You might also have become tunnel-visioned to believe only the secret tips and advice prescribed to us by mindset gurus at sensationalized forums, seminars and conferences can help us. Such stage educators seemed so polished and poised that it’s hard to resist that we can change our thinking without their help. The truth is that you don’t need to sacrifice your life savings with a coach to turn your mindset around. With this step by step guide, you’ll realize you already have all the ingredients within you and the opportunities around you to start cultivating a positive mindset today. (I’m not denying working with a coach can definitely help. However, you can take a faster route not to mention a less expensive one!)

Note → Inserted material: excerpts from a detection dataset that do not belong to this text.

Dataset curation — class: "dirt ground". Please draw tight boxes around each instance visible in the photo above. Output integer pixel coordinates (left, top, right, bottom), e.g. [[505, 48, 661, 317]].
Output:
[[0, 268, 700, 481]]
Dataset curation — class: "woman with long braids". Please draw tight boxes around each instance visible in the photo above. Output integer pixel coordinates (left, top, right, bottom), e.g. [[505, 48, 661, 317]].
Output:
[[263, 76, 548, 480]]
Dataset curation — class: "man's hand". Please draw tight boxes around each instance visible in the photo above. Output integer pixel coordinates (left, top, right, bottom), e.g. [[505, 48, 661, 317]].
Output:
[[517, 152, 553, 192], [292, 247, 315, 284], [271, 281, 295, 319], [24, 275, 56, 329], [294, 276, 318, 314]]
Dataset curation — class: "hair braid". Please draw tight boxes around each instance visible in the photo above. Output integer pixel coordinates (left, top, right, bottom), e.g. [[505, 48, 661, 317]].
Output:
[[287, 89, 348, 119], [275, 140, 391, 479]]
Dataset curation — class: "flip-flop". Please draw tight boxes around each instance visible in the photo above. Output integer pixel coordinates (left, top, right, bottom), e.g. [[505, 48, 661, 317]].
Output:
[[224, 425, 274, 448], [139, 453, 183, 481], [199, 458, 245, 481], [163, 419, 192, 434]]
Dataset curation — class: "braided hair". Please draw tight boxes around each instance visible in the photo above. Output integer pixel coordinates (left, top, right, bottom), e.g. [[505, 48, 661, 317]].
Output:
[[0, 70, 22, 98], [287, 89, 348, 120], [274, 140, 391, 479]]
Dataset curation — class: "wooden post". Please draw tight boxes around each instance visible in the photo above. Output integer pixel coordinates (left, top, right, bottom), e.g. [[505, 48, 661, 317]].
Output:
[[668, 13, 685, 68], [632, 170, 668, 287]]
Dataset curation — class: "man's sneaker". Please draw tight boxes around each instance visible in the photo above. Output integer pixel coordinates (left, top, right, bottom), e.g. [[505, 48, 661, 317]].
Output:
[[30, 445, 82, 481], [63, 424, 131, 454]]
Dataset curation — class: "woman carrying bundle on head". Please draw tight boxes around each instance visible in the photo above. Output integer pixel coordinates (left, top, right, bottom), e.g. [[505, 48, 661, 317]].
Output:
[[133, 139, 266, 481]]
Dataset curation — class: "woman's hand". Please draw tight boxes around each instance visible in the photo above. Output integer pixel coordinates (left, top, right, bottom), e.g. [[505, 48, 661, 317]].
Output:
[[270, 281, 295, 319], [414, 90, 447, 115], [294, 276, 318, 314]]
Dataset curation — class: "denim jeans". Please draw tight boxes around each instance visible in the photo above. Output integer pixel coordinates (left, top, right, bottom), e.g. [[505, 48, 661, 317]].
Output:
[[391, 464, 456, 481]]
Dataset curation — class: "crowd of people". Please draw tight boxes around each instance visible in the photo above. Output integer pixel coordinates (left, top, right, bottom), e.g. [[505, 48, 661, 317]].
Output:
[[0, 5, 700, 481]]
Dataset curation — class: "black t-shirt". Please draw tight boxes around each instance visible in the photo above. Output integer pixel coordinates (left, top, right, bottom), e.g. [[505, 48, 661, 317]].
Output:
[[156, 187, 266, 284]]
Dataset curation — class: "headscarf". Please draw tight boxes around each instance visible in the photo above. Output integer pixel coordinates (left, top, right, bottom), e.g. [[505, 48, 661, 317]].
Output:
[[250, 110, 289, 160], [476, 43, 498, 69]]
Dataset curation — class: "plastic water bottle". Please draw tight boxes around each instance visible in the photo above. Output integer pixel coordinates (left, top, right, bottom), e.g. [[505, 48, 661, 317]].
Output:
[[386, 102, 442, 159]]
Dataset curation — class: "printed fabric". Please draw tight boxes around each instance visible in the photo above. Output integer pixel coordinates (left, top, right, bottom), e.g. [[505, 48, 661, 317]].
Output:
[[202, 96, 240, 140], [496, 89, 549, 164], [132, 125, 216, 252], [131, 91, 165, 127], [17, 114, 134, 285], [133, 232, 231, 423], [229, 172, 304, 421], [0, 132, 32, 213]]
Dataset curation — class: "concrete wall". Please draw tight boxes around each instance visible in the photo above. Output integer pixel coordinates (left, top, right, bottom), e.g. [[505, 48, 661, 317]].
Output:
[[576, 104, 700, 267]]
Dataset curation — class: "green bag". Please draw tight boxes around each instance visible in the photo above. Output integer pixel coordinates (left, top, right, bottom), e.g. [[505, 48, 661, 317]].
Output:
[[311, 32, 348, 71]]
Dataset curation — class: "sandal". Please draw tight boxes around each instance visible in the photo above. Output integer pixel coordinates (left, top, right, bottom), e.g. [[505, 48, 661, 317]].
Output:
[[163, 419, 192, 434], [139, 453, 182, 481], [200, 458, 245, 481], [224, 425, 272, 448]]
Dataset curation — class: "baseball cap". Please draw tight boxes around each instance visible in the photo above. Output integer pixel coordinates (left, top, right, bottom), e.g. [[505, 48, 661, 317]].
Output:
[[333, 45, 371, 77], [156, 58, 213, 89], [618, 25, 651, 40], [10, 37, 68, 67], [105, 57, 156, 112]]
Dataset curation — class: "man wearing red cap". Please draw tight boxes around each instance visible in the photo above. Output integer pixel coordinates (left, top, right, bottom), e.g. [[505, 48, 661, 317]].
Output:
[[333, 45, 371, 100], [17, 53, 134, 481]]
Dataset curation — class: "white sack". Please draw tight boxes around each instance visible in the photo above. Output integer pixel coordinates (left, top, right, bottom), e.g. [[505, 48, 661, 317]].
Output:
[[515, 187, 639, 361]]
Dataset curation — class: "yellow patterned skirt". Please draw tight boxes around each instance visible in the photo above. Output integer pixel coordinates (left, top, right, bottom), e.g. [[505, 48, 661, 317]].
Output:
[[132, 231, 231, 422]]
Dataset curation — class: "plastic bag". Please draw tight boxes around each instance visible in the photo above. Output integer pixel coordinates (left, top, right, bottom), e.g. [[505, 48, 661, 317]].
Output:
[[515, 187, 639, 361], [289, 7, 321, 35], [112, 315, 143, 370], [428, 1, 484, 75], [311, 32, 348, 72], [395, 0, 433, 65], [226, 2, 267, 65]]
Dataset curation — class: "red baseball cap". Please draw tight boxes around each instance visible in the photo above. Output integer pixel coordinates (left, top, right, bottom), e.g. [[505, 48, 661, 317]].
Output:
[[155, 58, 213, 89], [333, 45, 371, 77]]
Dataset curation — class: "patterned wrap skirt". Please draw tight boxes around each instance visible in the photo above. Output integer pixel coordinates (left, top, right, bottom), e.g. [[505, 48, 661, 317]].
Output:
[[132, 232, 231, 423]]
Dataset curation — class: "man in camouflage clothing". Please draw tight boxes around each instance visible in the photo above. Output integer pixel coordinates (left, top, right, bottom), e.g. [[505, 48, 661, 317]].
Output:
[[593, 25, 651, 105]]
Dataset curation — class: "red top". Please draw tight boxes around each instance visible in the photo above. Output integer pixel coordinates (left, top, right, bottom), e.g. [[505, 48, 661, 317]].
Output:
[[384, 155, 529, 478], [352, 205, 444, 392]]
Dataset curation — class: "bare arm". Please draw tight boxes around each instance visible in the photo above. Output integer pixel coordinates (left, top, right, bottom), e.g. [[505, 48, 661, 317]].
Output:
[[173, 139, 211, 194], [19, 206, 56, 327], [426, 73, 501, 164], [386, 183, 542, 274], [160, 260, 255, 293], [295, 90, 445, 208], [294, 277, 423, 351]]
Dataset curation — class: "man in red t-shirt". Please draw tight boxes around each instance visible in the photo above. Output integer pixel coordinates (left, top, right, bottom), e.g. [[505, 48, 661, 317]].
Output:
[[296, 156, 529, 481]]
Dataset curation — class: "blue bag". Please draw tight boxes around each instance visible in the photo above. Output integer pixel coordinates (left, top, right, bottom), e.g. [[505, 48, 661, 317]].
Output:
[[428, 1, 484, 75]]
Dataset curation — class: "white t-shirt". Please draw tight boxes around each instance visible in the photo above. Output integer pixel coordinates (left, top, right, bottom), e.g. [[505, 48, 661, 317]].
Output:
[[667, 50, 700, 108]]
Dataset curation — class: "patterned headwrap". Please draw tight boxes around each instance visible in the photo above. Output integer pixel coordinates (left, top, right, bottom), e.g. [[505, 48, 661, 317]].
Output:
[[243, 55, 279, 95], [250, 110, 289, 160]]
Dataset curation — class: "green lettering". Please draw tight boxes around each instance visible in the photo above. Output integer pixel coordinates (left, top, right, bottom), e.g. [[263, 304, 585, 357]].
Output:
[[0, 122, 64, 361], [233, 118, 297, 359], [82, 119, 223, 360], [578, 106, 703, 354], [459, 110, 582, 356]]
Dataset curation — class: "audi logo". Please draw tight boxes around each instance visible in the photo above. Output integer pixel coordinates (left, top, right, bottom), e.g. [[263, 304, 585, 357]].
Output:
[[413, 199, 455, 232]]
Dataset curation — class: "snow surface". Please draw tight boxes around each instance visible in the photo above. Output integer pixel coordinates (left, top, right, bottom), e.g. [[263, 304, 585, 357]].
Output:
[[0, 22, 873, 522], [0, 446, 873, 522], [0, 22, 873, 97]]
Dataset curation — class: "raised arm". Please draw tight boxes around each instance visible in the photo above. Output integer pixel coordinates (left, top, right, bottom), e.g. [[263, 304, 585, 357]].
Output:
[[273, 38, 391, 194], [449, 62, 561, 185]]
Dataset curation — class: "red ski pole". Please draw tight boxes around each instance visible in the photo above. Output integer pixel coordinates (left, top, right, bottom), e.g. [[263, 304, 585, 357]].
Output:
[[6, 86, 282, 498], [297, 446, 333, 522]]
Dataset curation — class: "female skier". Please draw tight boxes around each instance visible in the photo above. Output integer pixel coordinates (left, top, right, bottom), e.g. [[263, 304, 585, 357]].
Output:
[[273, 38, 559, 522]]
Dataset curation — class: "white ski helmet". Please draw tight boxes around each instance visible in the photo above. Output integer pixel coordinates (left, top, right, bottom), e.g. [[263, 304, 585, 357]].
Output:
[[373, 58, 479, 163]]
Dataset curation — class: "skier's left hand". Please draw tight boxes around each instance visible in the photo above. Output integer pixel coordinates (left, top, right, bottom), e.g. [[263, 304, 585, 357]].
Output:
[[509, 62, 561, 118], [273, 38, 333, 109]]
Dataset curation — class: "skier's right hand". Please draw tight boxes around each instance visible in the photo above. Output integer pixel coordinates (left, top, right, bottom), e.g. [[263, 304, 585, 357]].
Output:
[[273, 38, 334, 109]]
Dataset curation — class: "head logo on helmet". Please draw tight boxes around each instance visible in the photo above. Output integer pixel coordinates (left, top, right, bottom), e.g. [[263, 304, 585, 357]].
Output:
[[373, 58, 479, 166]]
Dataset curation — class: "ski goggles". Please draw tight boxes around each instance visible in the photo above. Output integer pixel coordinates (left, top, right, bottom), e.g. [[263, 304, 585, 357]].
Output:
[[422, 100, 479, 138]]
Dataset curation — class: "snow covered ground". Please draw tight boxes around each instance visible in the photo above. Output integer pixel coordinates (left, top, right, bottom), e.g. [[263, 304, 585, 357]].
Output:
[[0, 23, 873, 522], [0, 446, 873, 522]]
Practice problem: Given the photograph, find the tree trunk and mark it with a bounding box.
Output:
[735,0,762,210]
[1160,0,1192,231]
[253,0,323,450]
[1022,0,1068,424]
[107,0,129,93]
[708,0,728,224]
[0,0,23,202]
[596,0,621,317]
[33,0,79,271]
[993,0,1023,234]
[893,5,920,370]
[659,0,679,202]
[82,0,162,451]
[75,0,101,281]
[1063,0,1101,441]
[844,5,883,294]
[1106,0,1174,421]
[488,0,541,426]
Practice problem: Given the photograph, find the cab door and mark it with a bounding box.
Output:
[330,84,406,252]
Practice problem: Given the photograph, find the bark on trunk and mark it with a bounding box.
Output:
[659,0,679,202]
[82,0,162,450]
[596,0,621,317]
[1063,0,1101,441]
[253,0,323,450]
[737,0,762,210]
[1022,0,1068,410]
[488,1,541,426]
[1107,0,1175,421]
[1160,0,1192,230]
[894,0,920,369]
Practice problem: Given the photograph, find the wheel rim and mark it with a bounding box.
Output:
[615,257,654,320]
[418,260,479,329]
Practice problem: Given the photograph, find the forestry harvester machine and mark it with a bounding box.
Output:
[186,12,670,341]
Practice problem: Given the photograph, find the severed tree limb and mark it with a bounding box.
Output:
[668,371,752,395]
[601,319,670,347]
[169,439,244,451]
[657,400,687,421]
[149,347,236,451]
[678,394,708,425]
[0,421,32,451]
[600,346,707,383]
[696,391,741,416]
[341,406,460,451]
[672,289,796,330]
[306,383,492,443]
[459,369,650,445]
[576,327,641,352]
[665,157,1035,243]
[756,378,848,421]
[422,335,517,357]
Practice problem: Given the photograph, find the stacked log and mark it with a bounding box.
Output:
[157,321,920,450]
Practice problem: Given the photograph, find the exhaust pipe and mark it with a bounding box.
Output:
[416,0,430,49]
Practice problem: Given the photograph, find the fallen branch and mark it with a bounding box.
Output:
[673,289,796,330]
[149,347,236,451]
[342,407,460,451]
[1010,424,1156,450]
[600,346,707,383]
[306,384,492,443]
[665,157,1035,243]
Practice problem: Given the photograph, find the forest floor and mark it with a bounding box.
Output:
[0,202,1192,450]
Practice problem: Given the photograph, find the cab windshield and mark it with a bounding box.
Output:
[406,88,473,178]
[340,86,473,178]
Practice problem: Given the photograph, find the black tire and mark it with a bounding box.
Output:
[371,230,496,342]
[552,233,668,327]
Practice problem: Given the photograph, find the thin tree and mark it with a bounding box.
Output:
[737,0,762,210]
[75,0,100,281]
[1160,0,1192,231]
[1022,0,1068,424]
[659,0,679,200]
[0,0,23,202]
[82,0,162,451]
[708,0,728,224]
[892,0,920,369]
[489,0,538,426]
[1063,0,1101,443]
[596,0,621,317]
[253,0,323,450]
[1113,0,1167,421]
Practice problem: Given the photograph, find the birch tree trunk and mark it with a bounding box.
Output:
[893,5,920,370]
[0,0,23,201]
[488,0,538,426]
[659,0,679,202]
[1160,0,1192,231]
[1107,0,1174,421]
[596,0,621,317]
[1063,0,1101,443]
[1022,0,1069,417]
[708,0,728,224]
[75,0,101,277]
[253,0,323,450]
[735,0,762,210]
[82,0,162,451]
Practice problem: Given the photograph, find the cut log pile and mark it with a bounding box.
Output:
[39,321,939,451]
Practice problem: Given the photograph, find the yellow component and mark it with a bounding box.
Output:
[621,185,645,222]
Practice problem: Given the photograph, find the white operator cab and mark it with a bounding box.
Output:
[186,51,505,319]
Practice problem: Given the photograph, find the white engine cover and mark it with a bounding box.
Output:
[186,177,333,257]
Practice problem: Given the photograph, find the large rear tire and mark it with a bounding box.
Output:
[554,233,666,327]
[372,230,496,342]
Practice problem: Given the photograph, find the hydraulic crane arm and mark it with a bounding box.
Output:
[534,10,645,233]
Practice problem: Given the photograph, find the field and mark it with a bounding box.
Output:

1. Allow Yourself Feel Negative Emotions

Stop trying to be positive with everything. It’s exhausting, let alone an unrealistic expectation. Stop listening to everyone’s advice on what you should think. Take back the reins on deciding how you want to feel about something. Furthermore, you’ll start to be that person everyone wants to be around. To be positive all the time is trying to prevent yourself from being human. We are born with capacity to feel a full spectrum of positive and negative emotions because they all have value, meaning and guidance for us. When you allow yourself time and space to feel the initial sting of unpleasant emotions, you will find their intensity lessens and their duration shortens. Then, you’ve got more space to start directing your thoughts and focus in a direction that better serves you.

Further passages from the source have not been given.